At this stage you realize that building an enterprise-class system is not as easy as installing some open source programs, maybe we have to work a little bit more.
insert image description here

Phase 4 Data Management Phase

An enterprise-class big data system has to deal with not only hardware and software failure issues similar to any standard system operation, but also data-related issues. For a truly data-driven IT system, you need to ensure that your data is complete, correct, on time, and ready for data evolution.

So what do these mean?

  • You need to know that no data is lost during any step of the data pipeline. Therefore, you need to monitor the amount of data each program is processing in order to detect any anomalies as soon as possible;

  • You need to have mechanisms for testing data quality so that you receive alerts if any unexpected values ​​appear in the data;

  • You need to monitor the uptime of your application so that each data source has a predefined ETA and you will be alerted for delayed data sources;

  • You need to manage data lineage so we understand how each data source was generated so that if something goes wrong, we know which data and outcomes are affected;

  • The system should automatically handle legitimate metadata changes and should detect and report illegal metadata changes immediately;

  • You need to version control the application and associate it with the data so that when the program changes, we know how the related data changes accordingly.

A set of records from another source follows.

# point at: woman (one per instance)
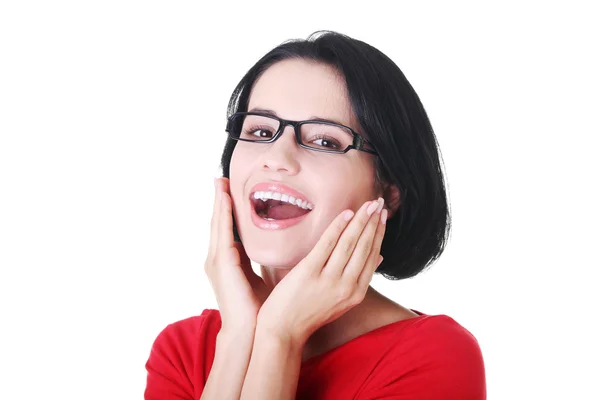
(331, 173)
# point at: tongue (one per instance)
(285, 211)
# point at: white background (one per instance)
(112, 119)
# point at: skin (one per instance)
(314, 292)
(298, 90)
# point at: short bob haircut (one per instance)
(394, 121)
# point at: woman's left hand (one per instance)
(330, 280)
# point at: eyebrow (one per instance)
(313, 118)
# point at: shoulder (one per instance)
(182, 355)
(209, 320)
(433, 355)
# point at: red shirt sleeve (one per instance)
(181, 358)
(445, 362)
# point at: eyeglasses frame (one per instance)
(358, 142)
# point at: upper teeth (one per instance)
(264, 196)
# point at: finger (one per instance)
(225, 220)
(320, 253)
(214, 222)
(362, 251)
(366, 275)
(347, 242)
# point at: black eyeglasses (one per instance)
(317, 135)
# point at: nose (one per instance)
(282, 155)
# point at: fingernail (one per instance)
(380, 202)
(384, 216)
(372, 207)
(348, 215)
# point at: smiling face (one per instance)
(329, 183)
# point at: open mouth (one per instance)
(273, 206)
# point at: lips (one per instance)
(287, 204)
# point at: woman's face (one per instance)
(296, 90)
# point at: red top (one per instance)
(429, 357)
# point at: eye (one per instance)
(324, 141)
(262, 133)
(258, 133)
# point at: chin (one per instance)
(273, 258)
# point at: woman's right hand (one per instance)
(239, 291)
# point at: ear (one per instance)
(391, 196)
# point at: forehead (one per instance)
(299, 89)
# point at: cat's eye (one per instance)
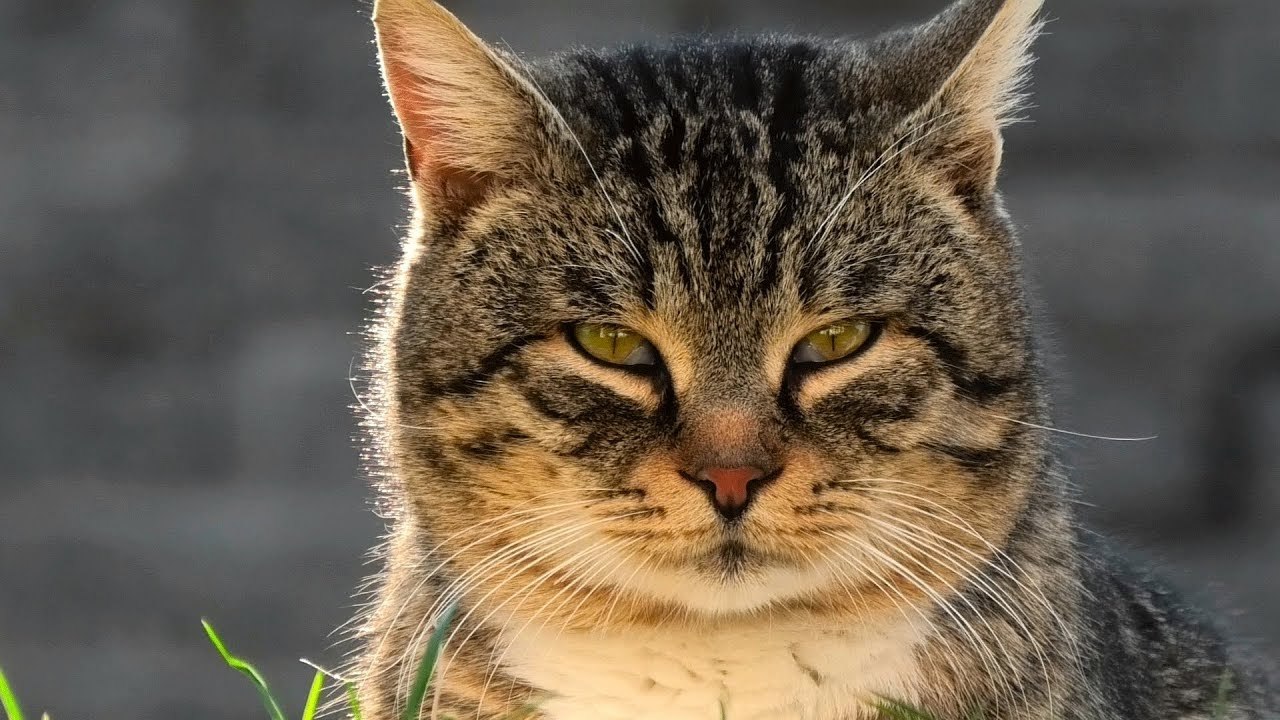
(615, 345)
(833, 342)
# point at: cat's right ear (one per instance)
(465, 113)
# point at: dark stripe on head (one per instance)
(493, 445)
(487, 369)
(978, 387)
(745, 83)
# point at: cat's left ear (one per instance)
(470, 119)
(974, 59)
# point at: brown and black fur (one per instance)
(723, 197)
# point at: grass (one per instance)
(887, 709)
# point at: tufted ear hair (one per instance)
(963, 74)
(469, 118)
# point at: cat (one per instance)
(705, 387)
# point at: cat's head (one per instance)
(722, 324)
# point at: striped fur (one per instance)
(725, 197)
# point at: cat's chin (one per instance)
(714, 586)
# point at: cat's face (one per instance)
(720, 326)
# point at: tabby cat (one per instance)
(705, 386)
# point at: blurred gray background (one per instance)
(192, 195)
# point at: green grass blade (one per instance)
(426, 668)
(8, 700)
(309, 712)
(1224, 693)
(273, 707)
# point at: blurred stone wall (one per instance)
(192, 195)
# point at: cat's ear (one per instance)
(467, 117)
(970, 69)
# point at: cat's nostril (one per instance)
(731, 487)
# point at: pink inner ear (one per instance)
(411, 109)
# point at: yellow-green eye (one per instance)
(831, 343)
(615, 345)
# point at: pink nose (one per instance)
(732, 486)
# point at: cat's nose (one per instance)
(731, 488)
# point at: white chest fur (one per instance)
(762, 671)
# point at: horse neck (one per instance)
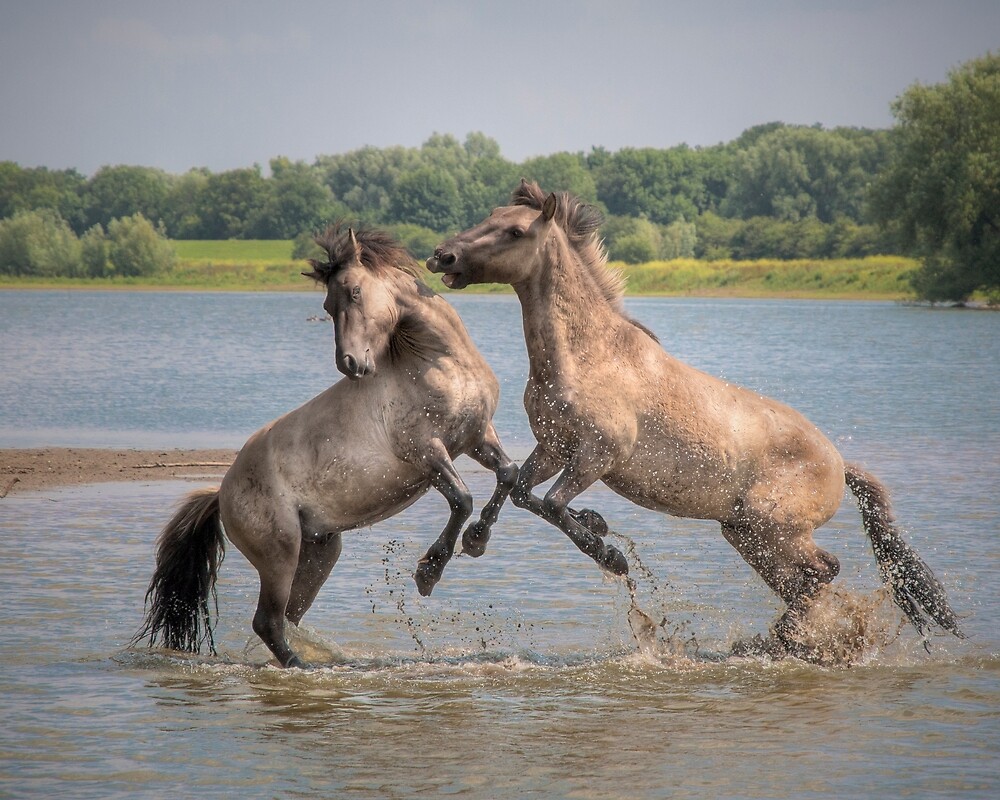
(564, 312)
(426, 331)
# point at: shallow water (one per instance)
(520, 676)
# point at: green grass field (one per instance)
(258, 265)
(233, 250)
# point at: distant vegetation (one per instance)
(929, 187)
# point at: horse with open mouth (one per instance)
(417, 395)
(607, 403)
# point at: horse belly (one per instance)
(356, 493)
(697, 492)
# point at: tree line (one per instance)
(777, 191)
(809, 182)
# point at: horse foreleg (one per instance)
(790, 563)
(269, 619)
(317, 558)
(584, 528)
(490, 454)
(445, 479)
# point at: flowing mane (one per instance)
(581, 223)
(379, 252)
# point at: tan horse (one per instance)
(606, 403)
(418, 394)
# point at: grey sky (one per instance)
(224, 84)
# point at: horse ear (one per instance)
(549, 207)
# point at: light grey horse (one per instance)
(607, 403)
(417, 395)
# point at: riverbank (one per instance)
(873, 278)
(37, 469)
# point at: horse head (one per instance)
(503, 248)
(358, 299)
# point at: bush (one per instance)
(94, 253)
(38, 243)
(136, 248)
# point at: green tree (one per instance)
(297, 201)
(427, 197)
(182, 207)
(94, 253)
(38, 243)
(662, 185)
(940, 193)
(38, 187)
(231, 204)
(794, 172)
(137, 248)
(121, 191)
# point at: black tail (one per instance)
(189, 551)
(914, 588)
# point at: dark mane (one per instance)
(379, 252)
(581, 223)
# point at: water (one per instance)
(519, 676)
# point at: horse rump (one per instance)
(189, 551)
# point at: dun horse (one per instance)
(417, 395)
(607, 403)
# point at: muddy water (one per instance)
(521, 675)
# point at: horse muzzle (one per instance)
(355, 368)
(445, 262)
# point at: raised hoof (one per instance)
(426, 577)
(613, 561)
(474, 539)
(591, 520)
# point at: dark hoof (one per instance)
(474, 539)
(613, 561)
(759, 647)
(426, 577)
(591, 520)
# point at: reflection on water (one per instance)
(520, 676)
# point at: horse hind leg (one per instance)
(582, 527)
(792, 565)
(317, 557)
(446, 480)
(273, 550)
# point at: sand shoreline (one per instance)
(25, 470)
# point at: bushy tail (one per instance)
(189, 551)
(914, 588)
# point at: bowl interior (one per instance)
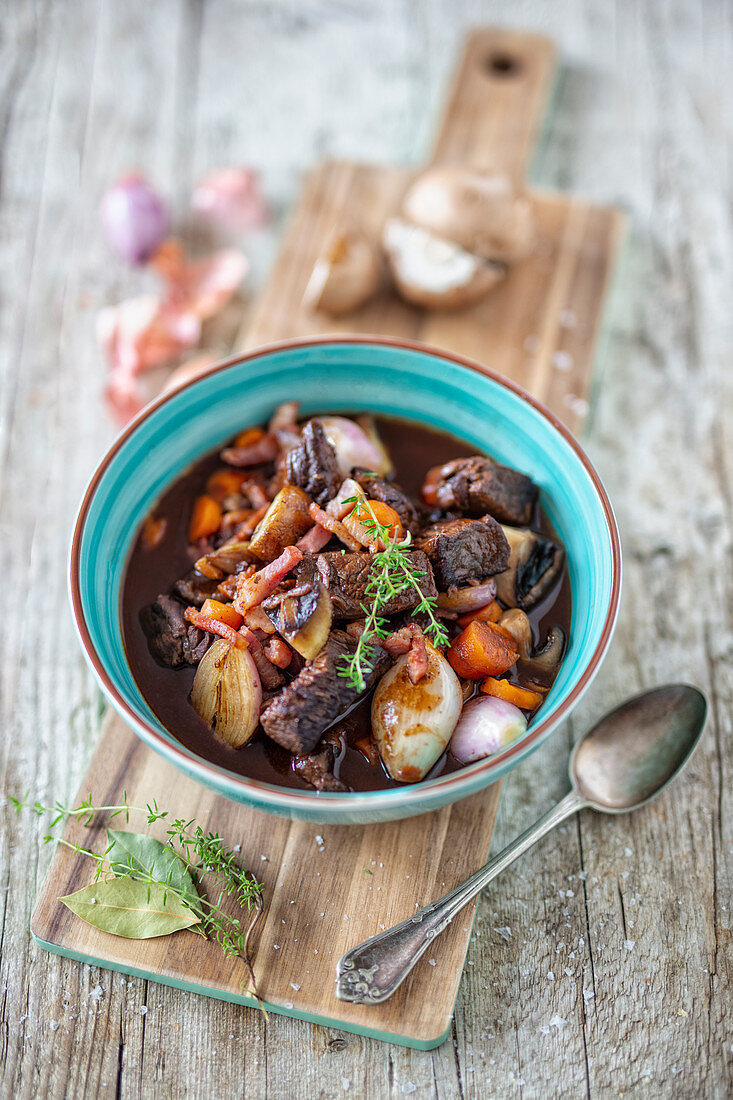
(403, 382)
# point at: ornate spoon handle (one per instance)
(370, 972)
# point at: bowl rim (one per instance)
(335, 804)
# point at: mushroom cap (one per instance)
(434, 273)
(346, 275)
(481, 211)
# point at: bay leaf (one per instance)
(131, 909)
(137, 853)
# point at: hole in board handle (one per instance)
(503, 65)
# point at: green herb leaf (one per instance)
(143, 857)
(131, 909)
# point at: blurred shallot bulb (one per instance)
(134, 219)
(231, 197)
(353, 447)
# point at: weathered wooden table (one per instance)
(601, 961)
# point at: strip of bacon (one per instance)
(216, 626)
(314, 540)
(252, 590)
(277, 652)
(335, 526)
(256, 619)
(264, 450)
(417, 659)
(408, 639)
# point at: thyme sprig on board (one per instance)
(391, 573)
(172, 870)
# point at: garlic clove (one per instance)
(481, 211)
(346, 275)
(227, 692)
(433, 272)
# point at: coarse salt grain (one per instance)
(577, 405)
(561, 361)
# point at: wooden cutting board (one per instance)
(328, 888)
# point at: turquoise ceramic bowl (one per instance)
(386, 376)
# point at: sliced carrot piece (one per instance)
(491, 613)
(512, 693)
(249, 437)
(225, 613)
(223, 483)
(482, 649)
(360, 521)
(205, 518)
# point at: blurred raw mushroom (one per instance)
(346, 275)
(434, 273)
(458, 231)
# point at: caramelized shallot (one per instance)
(227, 692)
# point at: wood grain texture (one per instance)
(325, 888)
(404, 862)
(642, 120)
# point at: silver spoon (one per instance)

Also, at this stage, you may need to provide a separate test environment for data scientists to test their code. And provide them with various convenient and safe tools, so that they can quickly verify their ideas and easily release them to the production environment.
insert image description here

Stage 5 Focus on security stage

At this stage, big data is already inseparable from you: customer-facing products are driven by data, and your company management relies on real-time business data analysis reports to make major decisions. The security of your data assets will become very important. Can you be sure that only the right people can access your data? And does your system have an authentication and authorization scheme?

A simple example is Hadoop's Kerberos authentication. If you are running Hadoop without Kerberos integration, anyone with root access can impersonate the root user of the Hadoop cluster and access all data. Other tools like Kafka and Spark also require Kerberos for authentication. Due to the complexity of setting up these systems with Kerberos (and usually only commercial versions offer support), most systems we see choose to omit Kerberos integration.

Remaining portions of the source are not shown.